Uyuşmazlığın çözümlenmesi kendilerine bırakılan bu özel kişilere de hakem
denir.
Hakem-bilirkişilerin görevi, sadece kendilerine havale edilen hususu tespitle
sınırlıdır.
Uyuşmazlığın 3. kişiler tarafından görülebilmesi tarafların bu konuda anlaşmalarına bağlıdır.
TAHKİM SÖZLEŞMESİ:
Tahkim sözleşmesi ile taraflar, aralarındaki bir uyuşmazlığın çözümlenmesi için tahkim yoluna, yani hakeme başvurmayı kararlaştırırlar.
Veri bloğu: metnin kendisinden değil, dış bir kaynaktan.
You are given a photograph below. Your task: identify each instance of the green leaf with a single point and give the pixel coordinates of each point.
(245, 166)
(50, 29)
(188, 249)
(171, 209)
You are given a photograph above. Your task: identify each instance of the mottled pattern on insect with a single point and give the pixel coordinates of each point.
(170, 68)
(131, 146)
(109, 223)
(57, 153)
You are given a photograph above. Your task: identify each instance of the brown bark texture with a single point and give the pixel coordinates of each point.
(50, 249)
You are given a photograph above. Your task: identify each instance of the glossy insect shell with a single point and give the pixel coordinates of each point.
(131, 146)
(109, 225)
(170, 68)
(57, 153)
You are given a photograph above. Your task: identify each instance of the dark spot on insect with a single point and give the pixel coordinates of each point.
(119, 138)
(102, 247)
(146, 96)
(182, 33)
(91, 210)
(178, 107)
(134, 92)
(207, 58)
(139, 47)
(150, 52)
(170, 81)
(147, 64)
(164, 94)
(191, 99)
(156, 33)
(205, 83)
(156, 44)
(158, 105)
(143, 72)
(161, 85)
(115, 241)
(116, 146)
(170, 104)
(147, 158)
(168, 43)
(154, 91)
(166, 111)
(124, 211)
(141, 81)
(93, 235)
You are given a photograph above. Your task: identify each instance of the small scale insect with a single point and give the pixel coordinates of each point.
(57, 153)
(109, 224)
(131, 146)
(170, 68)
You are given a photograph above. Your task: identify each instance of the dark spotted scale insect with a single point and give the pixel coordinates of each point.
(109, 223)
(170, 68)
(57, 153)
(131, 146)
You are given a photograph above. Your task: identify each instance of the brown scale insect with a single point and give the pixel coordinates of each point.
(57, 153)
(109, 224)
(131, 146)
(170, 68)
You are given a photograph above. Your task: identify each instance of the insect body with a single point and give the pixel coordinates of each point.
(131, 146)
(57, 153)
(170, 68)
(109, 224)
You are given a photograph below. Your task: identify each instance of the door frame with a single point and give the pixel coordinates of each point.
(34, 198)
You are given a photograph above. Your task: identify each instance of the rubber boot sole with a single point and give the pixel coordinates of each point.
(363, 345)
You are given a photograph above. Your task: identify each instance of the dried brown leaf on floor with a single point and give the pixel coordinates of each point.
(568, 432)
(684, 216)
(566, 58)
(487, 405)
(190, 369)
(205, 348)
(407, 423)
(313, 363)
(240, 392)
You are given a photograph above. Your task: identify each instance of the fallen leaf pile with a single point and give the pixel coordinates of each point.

Tahkim anlaşmasının hukuki niteliği konusu tartışmalıdır. Onun bir maddi hukuk sözleşmesi mi yoksa usul hukuku sözleşmesi mi olduğu hususu tartışılmıştır. Baskın görüş onun Usul hukuku sözleşmesi olduğu yönündedir.
Tahkim sözleşmesinin 2 şekilde yapılması mümkündür.
sözleşme: taraflar doğmuş olan bir uyuşmazlığın
tahkim yolu ile çözümlenmesi için ayrı bir sözleşme yapabilirler. Bu
sözleşmenin konusu münhasıran tahkimdir. (dar anlamda tahkim sözleşmesi)
tahkim şartı: taraflar yaptıkları bir sözleşmeye bu sözleşmeden doğacak
uyuşmazlıkların tahkim yolu ile çözümleneceğini şart olarak koyabilirler.
Burada tahkim, o sözleşmenin yalnız başına konusu olmayıp, o sözleşmenin
yalnız bir şartını teşkil etmektedir.
Tarafların bir tahkim sözleşmesi yapmak istediklerinin başka bir deyimle
aralarındaki uyuşmazlığın tahkim yolu ile çözümlenmesini istediklerinin,
tahkim sözleşmesinde açıkça belirtilmesi gerekir.
Tahkim sözleşmesinin şartları:
1-Yazılı yapılmayan tahkim sözleşmesi geçersizdir.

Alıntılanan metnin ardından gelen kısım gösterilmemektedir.